Now that the United States is implementing an MFN clause, it is likely to encourage some middle-income countries to reinvigorate their ideas
Limited market-specific insights on price, demand, and access barriers, coupled with high transaction costs, make it difficult for individual companies to implement tiered pricing programs in LMICs. A neutral, shared platform that reduces these transaction costs and links pricing to the value realized in each market could enhance the impact and sustainability of such programs.

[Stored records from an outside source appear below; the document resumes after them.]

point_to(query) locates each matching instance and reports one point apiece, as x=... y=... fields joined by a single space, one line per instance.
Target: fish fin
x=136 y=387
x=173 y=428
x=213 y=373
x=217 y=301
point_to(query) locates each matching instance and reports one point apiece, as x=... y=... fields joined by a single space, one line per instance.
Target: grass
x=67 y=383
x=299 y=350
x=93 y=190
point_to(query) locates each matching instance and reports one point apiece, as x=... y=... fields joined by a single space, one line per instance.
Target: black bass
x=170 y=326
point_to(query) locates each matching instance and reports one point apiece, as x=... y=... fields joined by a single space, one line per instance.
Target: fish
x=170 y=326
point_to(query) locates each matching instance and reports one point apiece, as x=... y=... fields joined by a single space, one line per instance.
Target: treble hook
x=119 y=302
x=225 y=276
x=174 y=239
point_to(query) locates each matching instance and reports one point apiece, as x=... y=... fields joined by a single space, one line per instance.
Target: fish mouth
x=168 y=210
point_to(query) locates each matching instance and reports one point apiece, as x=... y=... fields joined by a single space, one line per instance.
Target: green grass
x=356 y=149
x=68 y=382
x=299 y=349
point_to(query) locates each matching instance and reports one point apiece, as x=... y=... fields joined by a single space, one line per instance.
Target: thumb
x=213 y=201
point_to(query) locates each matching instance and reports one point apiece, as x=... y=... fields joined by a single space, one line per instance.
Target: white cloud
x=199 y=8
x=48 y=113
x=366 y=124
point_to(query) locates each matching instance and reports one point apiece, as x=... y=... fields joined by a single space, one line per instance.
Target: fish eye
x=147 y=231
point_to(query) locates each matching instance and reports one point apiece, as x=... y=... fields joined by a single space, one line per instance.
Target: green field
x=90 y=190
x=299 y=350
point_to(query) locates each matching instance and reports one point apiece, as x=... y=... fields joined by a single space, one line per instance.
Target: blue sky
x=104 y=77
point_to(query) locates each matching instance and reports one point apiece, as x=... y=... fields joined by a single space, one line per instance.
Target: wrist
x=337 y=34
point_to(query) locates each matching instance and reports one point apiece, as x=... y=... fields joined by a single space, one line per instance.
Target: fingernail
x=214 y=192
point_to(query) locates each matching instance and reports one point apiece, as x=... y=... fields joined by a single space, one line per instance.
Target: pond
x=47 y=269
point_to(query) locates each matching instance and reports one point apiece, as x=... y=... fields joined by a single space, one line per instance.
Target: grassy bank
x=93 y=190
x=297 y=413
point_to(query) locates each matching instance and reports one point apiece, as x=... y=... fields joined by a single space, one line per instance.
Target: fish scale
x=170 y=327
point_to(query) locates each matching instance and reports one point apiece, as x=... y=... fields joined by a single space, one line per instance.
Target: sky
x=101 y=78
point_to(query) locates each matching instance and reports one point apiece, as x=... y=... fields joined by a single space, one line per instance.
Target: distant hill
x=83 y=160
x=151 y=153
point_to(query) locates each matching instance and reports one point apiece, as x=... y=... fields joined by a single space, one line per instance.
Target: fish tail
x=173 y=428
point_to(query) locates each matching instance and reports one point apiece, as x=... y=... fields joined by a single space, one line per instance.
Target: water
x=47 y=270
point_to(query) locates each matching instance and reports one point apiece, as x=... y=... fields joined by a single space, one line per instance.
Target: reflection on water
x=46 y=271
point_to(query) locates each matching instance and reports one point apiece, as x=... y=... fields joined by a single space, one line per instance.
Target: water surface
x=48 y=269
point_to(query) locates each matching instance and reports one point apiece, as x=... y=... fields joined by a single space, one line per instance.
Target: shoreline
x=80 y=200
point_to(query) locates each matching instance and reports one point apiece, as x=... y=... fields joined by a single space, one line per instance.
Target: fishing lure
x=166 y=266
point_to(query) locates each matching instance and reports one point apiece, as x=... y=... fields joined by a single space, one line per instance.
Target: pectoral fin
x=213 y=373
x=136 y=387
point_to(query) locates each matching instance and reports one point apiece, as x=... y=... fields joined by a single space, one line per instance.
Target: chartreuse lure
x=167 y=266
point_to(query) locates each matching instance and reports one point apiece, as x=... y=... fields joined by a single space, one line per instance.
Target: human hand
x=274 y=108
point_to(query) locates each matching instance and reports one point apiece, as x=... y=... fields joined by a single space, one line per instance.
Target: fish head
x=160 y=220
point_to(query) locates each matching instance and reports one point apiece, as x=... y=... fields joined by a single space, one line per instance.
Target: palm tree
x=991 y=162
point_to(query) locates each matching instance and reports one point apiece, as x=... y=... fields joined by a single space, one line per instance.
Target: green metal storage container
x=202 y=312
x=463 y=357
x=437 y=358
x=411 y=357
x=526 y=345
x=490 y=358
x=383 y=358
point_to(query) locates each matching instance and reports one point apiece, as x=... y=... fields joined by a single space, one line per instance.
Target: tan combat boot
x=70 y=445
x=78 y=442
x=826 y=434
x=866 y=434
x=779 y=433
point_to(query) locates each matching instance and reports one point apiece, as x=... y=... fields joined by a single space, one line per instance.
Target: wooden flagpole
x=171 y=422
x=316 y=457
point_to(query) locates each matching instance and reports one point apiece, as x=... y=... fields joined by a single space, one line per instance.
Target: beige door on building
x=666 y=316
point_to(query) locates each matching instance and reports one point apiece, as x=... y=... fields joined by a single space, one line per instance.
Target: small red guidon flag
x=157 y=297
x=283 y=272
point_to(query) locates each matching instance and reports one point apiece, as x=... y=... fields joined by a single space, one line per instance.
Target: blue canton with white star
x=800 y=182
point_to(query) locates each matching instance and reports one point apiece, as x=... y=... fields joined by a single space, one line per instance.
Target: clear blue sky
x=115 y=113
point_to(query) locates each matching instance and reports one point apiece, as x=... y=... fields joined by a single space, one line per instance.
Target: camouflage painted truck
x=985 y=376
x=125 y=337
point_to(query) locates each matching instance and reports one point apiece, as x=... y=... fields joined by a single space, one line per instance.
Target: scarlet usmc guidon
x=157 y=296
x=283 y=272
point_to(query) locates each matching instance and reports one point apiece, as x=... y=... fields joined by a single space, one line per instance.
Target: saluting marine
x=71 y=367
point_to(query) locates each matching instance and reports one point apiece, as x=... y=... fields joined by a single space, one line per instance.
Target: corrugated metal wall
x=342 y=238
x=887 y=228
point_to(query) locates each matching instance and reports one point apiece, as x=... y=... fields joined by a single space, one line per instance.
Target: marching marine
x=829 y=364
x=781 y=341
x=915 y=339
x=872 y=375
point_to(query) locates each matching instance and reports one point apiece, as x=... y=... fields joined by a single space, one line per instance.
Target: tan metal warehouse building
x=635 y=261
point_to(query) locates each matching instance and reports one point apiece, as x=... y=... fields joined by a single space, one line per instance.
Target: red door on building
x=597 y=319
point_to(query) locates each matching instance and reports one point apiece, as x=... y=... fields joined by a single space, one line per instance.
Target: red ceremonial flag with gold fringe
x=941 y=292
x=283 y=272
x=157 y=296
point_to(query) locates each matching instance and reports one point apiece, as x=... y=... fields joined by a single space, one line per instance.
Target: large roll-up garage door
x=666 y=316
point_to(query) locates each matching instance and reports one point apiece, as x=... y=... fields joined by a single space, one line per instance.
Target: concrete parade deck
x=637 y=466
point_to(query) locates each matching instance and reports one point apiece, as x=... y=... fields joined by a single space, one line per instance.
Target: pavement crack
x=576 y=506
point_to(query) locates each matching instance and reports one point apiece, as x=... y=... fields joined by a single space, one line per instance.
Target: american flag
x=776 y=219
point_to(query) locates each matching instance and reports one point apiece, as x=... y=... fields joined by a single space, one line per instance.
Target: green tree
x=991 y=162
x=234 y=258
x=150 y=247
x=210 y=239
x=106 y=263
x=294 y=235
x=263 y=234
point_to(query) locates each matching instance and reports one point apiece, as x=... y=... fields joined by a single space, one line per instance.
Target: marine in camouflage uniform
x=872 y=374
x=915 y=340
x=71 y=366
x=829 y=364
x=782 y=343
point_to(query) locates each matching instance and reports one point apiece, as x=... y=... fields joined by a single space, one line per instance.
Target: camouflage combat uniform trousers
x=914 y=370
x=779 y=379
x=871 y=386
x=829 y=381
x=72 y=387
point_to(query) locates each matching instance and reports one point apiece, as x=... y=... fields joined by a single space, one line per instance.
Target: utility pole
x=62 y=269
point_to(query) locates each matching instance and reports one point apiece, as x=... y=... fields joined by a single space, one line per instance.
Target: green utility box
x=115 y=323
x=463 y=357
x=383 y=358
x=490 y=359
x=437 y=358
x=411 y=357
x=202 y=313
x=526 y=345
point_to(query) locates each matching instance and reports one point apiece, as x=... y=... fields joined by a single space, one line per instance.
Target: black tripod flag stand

This approach would shift pricing decisions from individual companies to a neutral third party, which could define pricing zones based on value rather than leaving companies to set market-specific prices. Initial discussions on creating a global access platform of this nature began during Trump's first term. Reviving and advancing those efforts with renewed focus could be a timely and strategic move toward enabling meaningful value-based tiered pricing.
Carveouts for Global Access: Ideally, the executive order will invoke better ways of ensuring affordability in the United States, such as through the described proposal, value-based pricing, and streamlining the channel [PDF] to eliminate middlemen. But if ultimately the United States does move forward with the MFN clause, it becomes imperative to clarify that the clause will not apply to LMICs—or for prices obtained by a global agency or humanitarian organization.
U.S. Departments of Defense and Health and Human Services contracts for COVID-19 antivirals included an MFN pricing clause that applied only to a set of "other wealthy countries." Significantly, it excluded lower-income countries: If a low-income country or NGO got a special donation price, it would not trigger the U.S. price match. This kind of carve-out is deliberate: It avoids disincentivizing manufacturers from offering deep discounts to low-income countries and global health agencies.
If the Trump administration advances the MFN proposal, it should say specifically "lowest price in a G7 country or Switzerland" and state explicitly that the United States respects the ability of companies with on-patent drugs to charge lower prices in the lowest income markets. Moreover, stress that countries should not use MFN clauses across income categories, because doing so would erode the pricing flexibility needed to sustain global access.